Packaged as a Claude Skill in skills/operator-loop/SKILL.md. Install it as a Claude Code plugin with /plugin marketplace add cfregly/claude-operator-loop then /plugin install operator-loop@operator-loop-plugins, or upload the skills/operator-loop/ folder in the Claude app under Settings > Skills (see Anthropic's skills guide). Then say "run my operator loop" or "what should I do about my activation funnel this morning." Claude reads the readout, writes the morning report, and lists what is waiting on your approval. To run it unattended, wire the skill to a scheduled agent: the gate ledger keeps the schedule honest.
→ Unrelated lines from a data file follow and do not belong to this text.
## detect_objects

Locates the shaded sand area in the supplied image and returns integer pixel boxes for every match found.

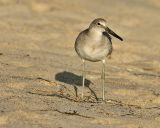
[0,0,160,128]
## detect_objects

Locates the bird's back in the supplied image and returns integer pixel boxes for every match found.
[75,29,112,62]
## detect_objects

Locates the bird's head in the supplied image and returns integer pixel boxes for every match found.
[89,18,123,41]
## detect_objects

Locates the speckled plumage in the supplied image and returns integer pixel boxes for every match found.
[75,18,123,100]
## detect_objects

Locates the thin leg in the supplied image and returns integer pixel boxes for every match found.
[102,60,105,100]
[82,60,86,99]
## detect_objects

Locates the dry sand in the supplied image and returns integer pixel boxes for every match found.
[0,0,160,128]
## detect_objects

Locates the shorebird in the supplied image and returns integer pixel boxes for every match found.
[75,18,123,100]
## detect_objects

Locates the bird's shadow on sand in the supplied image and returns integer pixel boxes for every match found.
[55,71,98,100]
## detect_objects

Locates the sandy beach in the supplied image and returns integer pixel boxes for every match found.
[0,0,160,128]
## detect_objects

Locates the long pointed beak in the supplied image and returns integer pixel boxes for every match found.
[106,27,123,41]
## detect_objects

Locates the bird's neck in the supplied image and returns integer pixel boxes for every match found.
[88,29,102,40]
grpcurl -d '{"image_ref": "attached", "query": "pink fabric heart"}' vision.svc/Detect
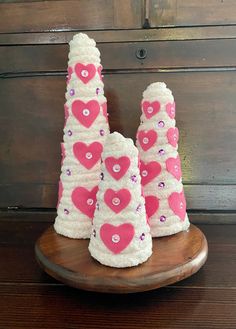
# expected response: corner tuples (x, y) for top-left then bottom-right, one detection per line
(166, 156), (182, 180)
(100, 223), (135, 254)
(166, 102), (175, 119)
(142, 101), (161, 119)
(167, 128), (179, 147)
(75, 63), (96, 84)
(57, 181), (63, 208)
(101, 103), (108, 122)
(98, 65), (103, 81)
(138, 130), (157, 151)
(105, 156), (130, 180)
(104, 188), (131, 214)
(72, 100), (100, 128)
(145, 195), (159, 218)
(73, 142), (103, 169)
(140, 161), (161, 185)
(71, 186), (98, 219)
(168, 191), (186, 221)
(66, 66), (73, 84)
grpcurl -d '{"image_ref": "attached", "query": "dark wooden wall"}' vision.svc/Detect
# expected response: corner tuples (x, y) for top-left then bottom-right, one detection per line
(0, 0), (236, 222)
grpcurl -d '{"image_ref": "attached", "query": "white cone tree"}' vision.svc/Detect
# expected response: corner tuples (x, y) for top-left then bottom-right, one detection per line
(136, 82), (189, 237)
(54, 33), (109, 238)
(89, 132), (152, 267)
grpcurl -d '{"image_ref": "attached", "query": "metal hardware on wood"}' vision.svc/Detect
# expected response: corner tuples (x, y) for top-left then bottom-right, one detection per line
(136, 48), (147, 59)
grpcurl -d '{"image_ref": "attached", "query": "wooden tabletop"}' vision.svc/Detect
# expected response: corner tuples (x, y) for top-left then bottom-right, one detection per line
(0, 214), (236, 329)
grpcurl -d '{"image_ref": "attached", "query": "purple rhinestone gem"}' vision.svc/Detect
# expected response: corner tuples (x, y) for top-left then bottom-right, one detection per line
(160, 215), (166, 222)
(131, 175), (138, 183)
(158, 182), (165, 188)
(99, 129), (105, 136)
(66, 169), (71, 176)
(139, 233), (145, 241)
(70, 89), (75, 96)
(158, 120), (165, 128)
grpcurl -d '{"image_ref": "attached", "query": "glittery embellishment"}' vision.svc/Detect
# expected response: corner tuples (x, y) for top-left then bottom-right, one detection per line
(81, 70), (88, 78)
(85, 152), (93, 160)
(143, 137), (149, 144)
(99, 129), (105, 136)
(158, 182), (165, 188)
(111, 234), (120, 243)
(158, 149), (165, 155)
(160, 215), (166, 222)
(112, 198), (120, 206)
(136, 204), (142, 212)
(158, 120), (165, 128)
(83, 109), (90, 117)
(112, 164), (120, 172)
(70, 89), (75, 96)
(87, 199), (93, 206)
(139, 233), (145, 241)
(141, 170), (148, 177)
(131, 175), (138, 183)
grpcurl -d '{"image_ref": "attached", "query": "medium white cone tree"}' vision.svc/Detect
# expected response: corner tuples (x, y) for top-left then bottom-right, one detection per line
(136, 82), (189, 237)
(89, 132), (152, 267)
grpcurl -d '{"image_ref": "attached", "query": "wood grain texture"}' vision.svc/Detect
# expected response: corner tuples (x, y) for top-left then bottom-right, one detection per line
(0, 0), (142, 33)
(0, 71), (236, 210)
(35, 225), (208, 294)
(0, 218), (236, 289)
(0, 25), (236, 46)
(0, 39), (236, 74)
(0, 285), (236, 329)
(0, 216), (236, 329)
(149, 0), (236, 27)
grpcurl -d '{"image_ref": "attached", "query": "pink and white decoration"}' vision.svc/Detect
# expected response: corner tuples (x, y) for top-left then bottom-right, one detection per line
(54, 33), (109, 238)
(136, 82), (189, 237)
(89, 132), (152, 267)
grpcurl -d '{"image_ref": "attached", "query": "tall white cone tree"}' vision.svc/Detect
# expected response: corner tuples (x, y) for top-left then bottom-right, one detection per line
(54, 33), (109, 238)
(136, 82), (189, 237)
(89, 132), (152, 267)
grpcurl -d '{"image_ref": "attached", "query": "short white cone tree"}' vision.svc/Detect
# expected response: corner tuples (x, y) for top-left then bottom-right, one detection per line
(136, 82), (189, 237)
(54, 33), (109, 238)
(89, 132), (152, 267)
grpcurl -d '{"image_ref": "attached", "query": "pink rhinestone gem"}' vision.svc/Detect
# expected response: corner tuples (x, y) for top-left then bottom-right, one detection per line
(70, 89), (75, 96)
(158, 120), (165, 128)
(81, 70), (88, 78)
(111, 234), (120, 243)
(160, 215), (166, 222)
(112, 198), (120, 206)
(87, 199), (93, 206)
(158, 182), (165, 188)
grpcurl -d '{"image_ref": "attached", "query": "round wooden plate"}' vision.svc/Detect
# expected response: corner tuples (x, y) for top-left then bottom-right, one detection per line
(35, 225), (208, 293)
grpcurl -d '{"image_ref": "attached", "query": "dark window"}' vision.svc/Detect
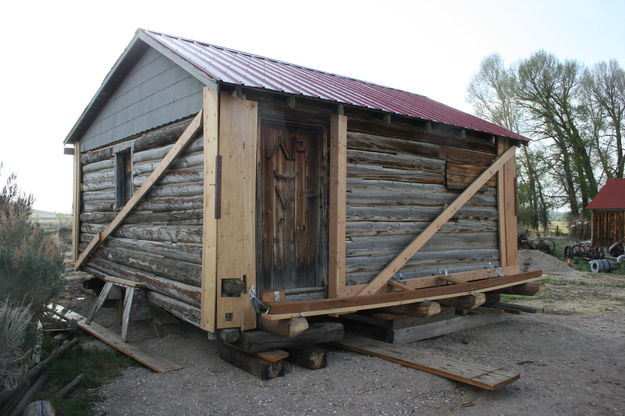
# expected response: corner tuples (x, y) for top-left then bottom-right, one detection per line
(115, 150), (132, 208)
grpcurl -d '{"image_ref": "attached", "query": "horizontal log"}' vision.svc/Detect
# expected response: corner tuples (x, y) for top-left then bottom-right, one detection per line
(439, 292), (486, 309)
(132, 137), (204, 163)
(93, 247), (202, 287)
(80, 209), (203, 225)
(347, 205), (497, 222)
(84, 256), (200, 308)
(80, 146), (113, 165)
(132, 152), (204, 175)
(347, 164), (445, 184)
(80, 158), (115, 173)
(346, 220), (497, 238)
(80, 222), (202, 244)
(133, 117), (193, 152)
(347, 149), (445, 174)
(81, 179), (115, 192)
(106, 236), (202, 264)
(347, 122), (497, 154)
(148, 291), (200, 326)
(236, 322), (343, 353)
(346, 232), (498, 257)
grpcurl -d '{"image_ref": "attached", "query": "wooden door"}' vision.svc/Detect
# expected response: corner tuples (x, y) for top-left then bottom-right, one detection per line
(258, 121), (327, 290)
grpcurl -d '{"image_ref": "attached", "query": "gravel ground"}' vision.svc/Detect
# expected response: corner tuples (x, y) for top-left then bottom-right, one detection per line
(64, 253), (625, 415)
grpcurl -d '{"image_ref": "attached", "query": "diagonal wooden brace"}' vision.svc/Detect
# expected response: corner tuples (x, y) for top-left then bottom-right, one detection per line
(74, 110), (202, 270)
(358, 146), (516, 296)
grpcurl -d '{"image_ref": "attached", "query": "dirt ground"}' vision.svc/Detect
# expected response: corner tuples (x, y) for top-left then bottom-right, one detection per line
(62, 252), (625, 415)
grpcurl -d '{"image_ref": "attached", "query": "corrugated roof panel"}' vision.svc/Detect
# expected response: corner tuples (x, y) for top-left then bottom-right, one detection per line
(588, 178), (625, 210)
(143, 30), (528, 141)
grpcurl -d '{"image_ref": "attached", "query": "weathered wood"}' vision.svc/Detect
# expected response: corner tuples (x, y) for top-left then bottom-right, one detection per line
(87, 257), (200, 307)
(93, 246), (201, 287)
(381, 302), (441, 317)
(219, 344), (284, 380)
(72, 141), (82, 261)
(258, 315), (308, 337)
(439, 292), (486, 309)
(148, 291), (200, 326)
(328, 114), (347, 297)
(334, 335), (519, 390)
(498, 282), (545, 296)
(347, 206), (497, 223)
(133, 117), (193, 152)
(287, 345), (328, 370)
(75, 111), (202, 269)
(266, 270), (542, 319)
(237, 322), (343, 353)
(216, 92), (258, 331)
(360, 148), (514, 295)
(392, 313), (505, 344)
(200, 87), (219, 333)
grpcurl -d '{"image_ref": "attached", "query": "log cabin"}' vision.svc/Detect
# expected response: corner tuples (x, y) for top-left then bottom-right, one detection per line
(587, 178), (625, 247)
(64, 29), (540, 340)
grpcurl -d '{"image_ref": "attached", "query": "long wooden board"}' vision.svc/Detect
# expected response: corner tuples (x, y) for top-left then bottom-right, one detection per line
(359, 146), (516, 296)
(332, 335), (519, 390)
(75, 110), (202, 270)
(49, 305), (182, 373)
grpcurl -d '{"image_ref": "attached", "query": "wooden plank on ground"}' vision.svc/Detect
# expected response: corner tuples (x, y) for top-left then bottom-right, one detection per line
(328, 114), (347, 298)
(358, 146), (516, 295)
(333, 335), (519, 390)
(53, 305), (182, 373)
(75, 111), (202, 270)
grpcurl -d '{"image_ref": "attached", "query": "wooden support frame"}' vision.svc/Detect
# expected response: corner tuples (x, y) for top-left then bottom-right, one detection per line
(72, 141), (82, 262)
(200, 87), (219, 333)
(263, 270), (544, 320)
(328, 114), (347, 298)
(358, 146), (516, 296)
(497, 138), (518, 270)
(75, 110), (202, 270)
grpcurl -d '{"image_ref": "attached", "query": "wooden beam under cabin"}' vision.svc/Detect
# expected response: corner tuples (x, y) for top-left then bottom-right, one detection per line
(328, 114), (347, 298)
(72, 141), (82, 262)
(358, 146), (516, 296)
(75, 110), (202, 270)
(264, 270), (542, 319)
(200, 87), (219, 333)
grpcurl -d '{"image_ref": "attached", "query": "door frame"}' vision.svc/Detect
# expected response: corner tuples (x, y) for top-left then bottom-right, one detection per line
(256, 112), (330, 300)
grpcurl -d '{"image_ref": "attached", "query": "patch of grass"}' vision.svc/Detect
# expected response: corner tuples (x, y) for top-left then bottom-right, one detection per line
(40, 338), (136, 416)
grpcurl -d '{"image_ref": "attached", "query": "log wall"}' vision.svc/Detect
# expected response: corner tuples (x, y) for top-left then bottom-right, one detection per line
(346, 119), (499, 285)
(79, 119), (204, 325)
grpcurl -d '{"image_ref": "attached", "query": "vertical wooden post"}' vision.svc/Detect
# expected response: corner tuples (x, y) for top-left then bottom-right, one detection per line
(328, 114), (347, 298)
(200, 87), (219, 333)
(497, 138), (519, 272)
(72, 141), (82, 261)
(216, 91), (258, 331)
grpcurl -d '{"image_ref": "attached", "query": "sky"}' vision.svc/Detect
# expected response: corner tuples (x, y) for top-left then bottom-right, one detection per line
(0, 0), (625, 213)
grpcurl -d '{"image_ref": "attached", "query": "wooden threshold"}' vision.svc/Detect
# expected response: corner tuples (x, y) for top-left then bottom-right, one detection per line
(263, 270), (542, 320)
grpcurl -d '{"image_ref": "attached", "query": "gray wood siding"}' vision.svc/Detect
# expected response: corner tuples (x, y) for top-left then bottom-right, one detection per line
(346, 127), (499, 285)
(79, 119), (204, 325)
(80, 48), (202, 152)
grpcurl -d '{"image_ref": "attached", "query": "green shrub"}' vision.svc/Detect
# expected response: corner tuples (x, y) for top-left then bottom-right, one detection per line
(0, 167), (63, 318)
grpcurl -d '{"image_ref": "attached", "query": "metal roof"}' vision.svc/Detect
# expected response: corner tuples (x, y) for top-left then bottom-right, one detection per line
(588, 178), (625, 210)
(140, 29), (528, 141)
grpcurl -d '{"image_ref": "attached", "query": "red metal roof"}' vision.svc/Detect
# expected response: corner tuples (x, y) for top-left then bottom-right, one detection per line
(588, 178), (625, 209)
(143, 30), (528, 141)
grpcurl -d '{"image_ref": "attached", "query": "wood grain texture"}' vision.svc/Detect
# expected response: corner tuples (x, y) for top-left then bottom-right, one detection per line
(216, 92), (258, 331)
(333, 335), (519, 390)
(328, 114), (347, 297)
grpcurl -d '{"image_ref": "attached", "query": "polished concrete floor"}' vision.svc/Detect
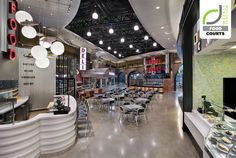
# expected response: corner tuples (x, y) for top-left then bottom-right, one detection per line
(42, 93), (199, 158)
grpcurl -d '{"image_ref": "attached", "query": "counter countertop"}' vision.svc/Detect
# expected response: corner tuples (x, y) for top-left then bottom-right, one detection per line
(0, 96), (29, 114)
(0, 96), (77, 158)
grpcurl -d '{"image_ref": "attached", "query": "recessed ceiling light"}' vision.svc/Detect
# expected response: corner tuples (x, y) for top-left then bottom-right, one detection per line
(230, 45), (236, 49)
(87, 31), (92, 37)
(99, 40), (103, 45)
(134, 25), (139, 31)
(109, 28), (114, 34)
(144, 35), (149, 41)
(92, 12), (98, 19)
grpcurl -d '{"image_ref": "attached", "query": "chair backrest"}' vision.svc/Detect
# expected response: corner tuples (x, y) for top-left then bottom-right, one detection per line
(141, 104), (147, 109)
(138, 108), (145, 114)
(120, 106), (124, 112)
(124, 102), (130, 105)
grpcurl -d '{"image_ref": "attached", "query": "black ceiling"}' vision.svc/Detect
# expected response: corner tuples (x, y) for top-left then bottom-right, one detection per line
(67, 0), (164, 58)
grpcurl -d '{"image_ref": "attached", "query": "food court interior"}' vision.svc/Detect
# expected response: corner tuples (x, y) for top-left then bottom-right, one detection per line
(0, 0), (236, 158)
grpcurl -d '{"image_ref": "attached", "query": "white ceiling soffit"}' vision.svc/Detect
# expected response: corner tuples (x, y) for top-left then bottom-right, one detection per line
(129, 0), (184, 50)
(18, 0), (81, 28)
(195, 29), (236, 55)
(96, 50), (119, 63)
(58, 28), (101, 53)
(116, 50), (168, 63)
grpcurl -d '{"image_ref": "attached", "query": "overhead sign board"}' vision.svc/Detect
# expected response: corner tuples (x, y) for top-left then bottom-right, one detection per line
(80, 47), (87, 70)
(200, 0), (232, 39)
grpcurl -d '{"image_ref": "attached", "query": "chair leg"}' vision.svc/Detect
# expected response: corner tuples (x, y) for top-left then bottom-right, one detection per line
(135, 116), (138, 126)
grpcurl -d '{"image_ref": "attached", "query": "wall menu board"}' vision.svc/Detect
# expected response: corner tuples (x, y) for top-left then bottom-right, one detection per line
(0, 0), (17, 60)
(231, 0), (236, 10)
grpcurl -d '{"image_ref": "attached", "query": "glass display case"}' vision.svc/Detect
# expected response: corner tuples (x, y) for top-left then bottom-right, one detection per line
(205, 122), (236, 158)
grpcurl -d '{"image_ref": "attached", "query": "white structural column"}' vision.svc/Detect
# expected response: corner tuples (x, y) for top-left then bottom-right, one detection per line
(0, 96), (77, 158)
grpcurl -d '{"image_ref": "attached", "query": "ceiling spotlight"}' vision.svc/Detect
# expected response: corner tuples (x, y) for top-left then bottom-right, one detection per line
(109, 28), (114, 34)
(134, 25), (139, 31)
(87, 31), (92, 37)
(92, 12), (98, 19)
(99, 40), (103, 45)
(230, 45), (236, 49)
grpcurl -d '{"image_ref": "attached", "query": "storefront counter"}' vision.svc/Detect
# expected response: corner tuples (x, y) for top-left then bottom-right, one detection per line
(129, 86), (164, 93)
(0, 96), (29, 114)
(0, 96), (77, 158)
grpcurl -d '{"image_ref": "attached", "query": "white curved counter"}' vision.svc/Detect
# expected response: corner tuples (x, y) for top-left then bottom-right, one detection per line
(0, 96), (77, 158)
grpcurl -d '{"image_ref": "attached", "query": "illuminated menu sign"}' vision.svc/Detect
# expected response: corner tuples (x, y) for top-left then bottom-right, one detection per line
(3, 0), (17, 60)
(80, 47), (87, 70)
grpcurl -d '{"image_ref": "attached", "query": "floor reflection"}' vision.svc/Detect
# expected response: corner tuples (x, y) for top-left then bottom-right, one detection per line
(42, 93), (199, 158)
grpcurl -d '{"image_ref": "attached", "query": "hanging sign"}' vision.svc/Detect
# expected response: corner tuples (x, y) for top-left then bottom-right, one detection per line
(80, 47), (87, 70)
(200, 0), (231, 39)
(3, 0), (17, 60)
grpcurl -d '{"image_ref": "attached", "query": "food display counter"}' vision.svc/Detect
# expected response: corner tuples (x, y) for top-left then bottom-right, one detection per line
(0, 95), (77, 158)
(205, 122), (236, 158)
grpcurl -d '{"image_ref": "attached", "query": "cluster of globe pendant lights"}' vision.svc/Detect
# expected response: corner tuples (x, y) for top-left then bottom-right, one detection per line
(15, 10), (65, 68)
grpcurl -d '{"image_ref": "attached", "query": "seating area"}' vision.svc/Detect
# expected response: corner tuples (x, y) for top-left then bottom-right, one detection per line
(88, 88), (156, 126)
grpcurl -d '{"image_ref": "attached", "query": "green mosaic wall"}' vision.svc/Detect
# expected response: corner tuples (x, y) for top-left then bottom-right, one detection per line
(193, 54), (236, 108)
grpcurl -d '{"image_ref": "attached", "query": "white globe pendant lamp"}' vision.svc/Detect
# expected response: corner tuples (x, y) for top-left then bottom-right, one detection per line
(31, 45), (48, 60)
(39, 41), (51, 49)
(50, 41), (65, 55)
(39, 37), (52, 49)
(21, 26), (37, 39)
(15, 10), (33, 24)
(35, 58), (50, 69)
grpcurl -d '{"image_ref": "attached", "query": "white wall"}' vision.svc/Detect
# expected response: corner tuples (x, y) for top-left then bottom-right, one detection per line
(17, 48), (56, 110)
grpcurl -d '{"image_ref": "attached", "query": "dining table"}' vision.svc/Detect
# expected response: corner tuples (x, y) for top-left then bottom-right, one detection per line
(134, 97), (149, 104)
(101, 98), (115, 103)
(124, 104), (144, 112)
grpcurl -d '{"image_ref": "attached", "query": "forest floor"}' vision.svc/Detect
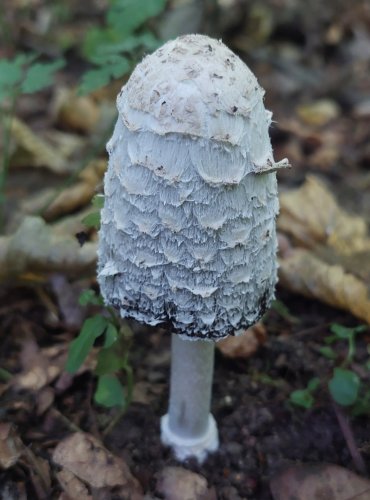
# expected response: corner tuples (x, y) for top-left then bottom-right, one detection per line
(0, 0), (370, 500)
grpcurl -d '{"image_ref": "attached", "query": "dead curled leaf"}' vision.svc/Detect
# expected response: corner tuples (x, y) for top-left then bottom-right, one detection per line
(277, 176), (370, 254)
(0, 217), (96, 279)
(216, 323), (267, 358)
(43, 160), (107, 220)
(0, 423), (51, 498)
(0, 422), (23, 469)
(279, 249), (370, 323)
(11, 117), (68, 174)
(56, 469), (92, 500)
(53, 88), (100, 132)
(53, 432), (142, 500)
(270, 464), (370, 500)
(277, 176), (370, 323)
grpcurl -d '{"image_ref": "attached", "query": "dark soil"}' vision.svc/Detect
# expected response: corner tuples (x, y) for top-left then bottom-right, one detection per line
(0, 289), (370, 500)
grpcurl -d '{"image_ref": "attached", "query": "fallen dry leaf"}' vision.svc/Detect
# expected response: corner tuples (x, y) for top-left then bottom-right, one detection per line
(0, 423), (51, 498)
(53, 432), (142, 500)
(270, 465), (370, 500)
(277, 176), (370, 323)
(297, 99), (340, 127)
(156, 467), (217, 500)
(277, 176), (370, 254)
(11, 117), (69, 174)
(53, 88), (100, 132)
(43, 159), (107, 220)
(20, 159), (107, 221)
(216, 323), (267, 358)
(56, 469), (92, 500)
(11, 338), (67, 392)
(0, 422), (23, 469)
(0, 217), (96, 279)
(279, 248), (370, 323)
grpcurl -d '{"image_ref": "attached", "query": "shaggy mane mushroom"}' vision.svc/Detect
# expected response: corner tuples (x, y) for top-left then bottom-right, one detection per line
(98, 35), (288, 462)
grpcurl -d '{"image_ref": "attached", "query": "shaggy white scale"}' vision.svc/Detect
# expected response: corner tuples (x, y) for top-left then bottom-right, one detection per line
(98, 35), (288, 461)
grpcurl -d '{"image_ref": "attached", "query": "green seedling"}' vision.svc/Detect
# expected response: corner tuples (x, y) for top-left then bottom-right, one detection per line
(290, 323), (370, 415)
(289, 377), (321, 410)
(66, 290), (133, 409)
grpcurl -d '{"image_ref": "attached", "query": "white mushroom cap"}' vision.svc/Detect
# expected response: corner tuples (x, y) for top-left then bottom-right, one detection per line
(98, 35), (286, 339)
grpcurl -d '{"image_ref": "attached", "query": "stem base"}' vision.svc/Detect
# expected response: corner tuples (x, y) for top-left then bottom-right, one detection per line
(161, 414), (218, 463)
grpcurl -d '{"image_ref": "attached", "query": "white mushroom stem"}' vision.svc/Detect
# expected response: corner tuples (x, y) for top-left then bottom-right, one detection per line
(161, 334), (218, 462)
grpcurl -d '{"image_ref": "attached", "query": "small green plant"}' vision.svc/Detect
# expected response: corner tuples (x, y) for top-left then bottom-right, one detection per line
(289, 324), (370, 415)
(66, 290), (133, 409)
(79, 0), (166, 94)
(0, 53), (64, 227)
(289, 377), (321, 410)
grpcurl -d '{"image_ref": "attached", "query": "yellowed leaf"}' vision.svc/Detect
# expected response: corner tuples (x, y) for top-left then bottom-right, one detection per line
(53, 432), (142, 500)
(277, 176), (370, 254)
(53, 88), (100, 132)
(279, 248), (370, 323)
(11, 117), (69, 174)
(297, 99), (340, 127)
(43, 160), (107, 220)
(56, 469), (92, 500)
(0, 217), (97, 279)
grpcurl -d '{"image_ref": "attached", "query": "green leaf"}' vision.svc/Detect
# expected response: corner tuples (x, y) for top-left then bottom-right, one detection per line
(66, 314), (108, 373)
(330, 323), (368, 340)
(107, 0), (166, 38)
(95, 348), (124, 375)
(319, 346), (337, 360)
(78, 67), (111, 95)
(329, 368), (361, 406)
(289, 389), (315, 410)
(307, 377), (321, 392)
(351, 391), (370, 417)
(94, 374), (126, 408)
(21, 59), (65, 94)
(104, 323), (118, 348)
(330, 323), (353, 340)
(81, 212), (100, 229)
(0, 59), (22, 100)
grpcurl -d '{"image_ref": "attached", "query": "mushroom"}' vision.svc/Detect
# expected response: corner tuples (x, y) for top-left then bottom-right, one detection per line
(98, 35), (288, 462)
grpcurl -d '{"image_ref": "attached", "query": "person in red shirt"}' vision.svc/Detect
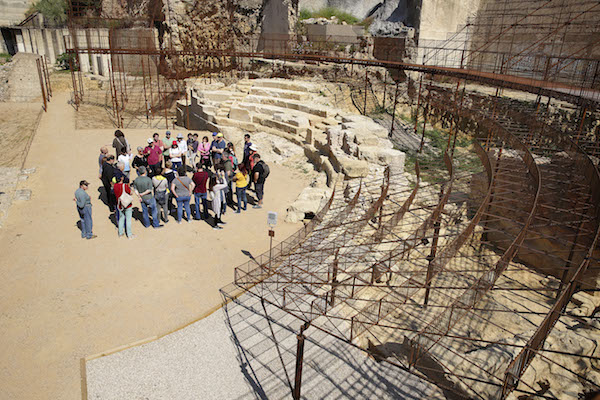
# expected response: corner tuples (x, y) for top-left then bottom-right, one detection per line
(113, 178), (133, 239)
(144, 139), (163, 177)
(192, 162), (210, 220)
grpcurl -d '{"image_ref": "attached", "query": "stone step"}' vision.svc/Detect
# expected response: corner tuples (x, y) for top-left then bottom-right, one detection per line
(252, 114), (307, 137)
(237, 102), (323, 125)
(250, 86), (311, 101)
(215, 116), (256, 132)
(252, 79), (319, 93)
(244, 94), (336, 118)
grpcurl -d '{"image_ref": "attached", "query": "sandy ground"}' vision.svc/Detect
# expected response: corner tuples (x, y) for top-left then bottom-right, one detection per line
(0, 104), (43, 168)
(0, 92), (308, 400)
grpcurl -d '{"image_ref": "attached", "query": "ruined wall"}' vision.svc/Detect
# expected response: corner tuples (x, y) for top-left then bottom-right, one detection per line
(298, 0), (381, 19)
(0, 0), (33, 26)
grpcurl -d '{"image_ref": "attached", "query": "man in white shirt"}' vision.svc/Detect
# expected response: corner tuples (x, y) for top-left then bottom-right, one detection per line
(177, 133), (187, 167)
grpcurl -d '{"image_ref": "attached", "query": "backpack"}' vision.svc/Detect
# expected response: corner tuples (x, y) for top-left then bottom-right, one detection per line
(119, 184), (133, 209)
(261, 161), (271, 179)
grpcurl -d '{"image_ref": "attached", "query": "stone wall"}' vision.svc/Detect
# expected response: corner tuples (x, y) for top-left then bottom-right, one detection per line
(0, 0), (34, 27)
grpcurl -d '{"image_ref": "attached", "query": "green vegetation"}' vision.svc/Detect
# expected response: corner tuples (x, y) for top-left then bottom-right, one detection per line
(56, 53), (77, 70)
(0, 53), (12, 65)
(299, 7), (360, 25)
(27, 0), (67, 25)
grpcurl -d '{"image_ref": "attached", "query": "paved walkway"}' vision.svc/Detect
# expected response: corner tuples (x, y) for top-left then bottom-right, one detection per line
(0, 93), (307, 400)
(87, 286), (444, 400)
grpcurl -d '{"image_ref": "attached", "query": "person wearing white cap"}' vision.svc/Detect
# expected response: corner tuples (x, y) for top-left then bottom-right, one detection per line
(177, 133), (187, 167)
(144, 138), (162, 177)
(210, 133), (227, 165)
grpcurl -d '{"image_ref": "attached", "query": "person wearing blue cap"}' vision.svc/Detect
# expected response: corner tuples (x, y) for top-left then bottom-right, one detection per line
(162, 131), (173, 162)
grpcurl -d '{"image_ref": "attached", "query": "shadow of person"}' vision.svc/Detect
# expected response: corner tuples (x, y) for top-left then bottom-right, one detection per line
(108, 211), (119, 228)
(98, 186), (108, 207)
The plan is only as honest as the readout you feed it: it operates the loop you measured, and inherits whatever that measurement missed. It proposes outward motions. It does not write the email or place the spend, on purpose. The gates are a default boundary to argue with, not a law, but the audit makes any change to that boundary visible in the diff. This is an accountable operator, not an autopilot, and the difference is the whole point.
Once the operator loop shows production accounts with rising spend, the founder has outgrown credits-as-a-demo. Point them at Claude for Startups: acceptance grants the highest API rate limits and first-party API credits so they can scale without throttling. If they are backed by a partner VC or accelerator, the Anthology Fund track adds an investment alongside the credits, and Claude Founder House is the in-person programming. This loop never grants credits itself, that is the gated human call. It points the founder to the program that does.
MIT. The example readout is the fictional sample cohort from claude-activation-loop, scored by that tool.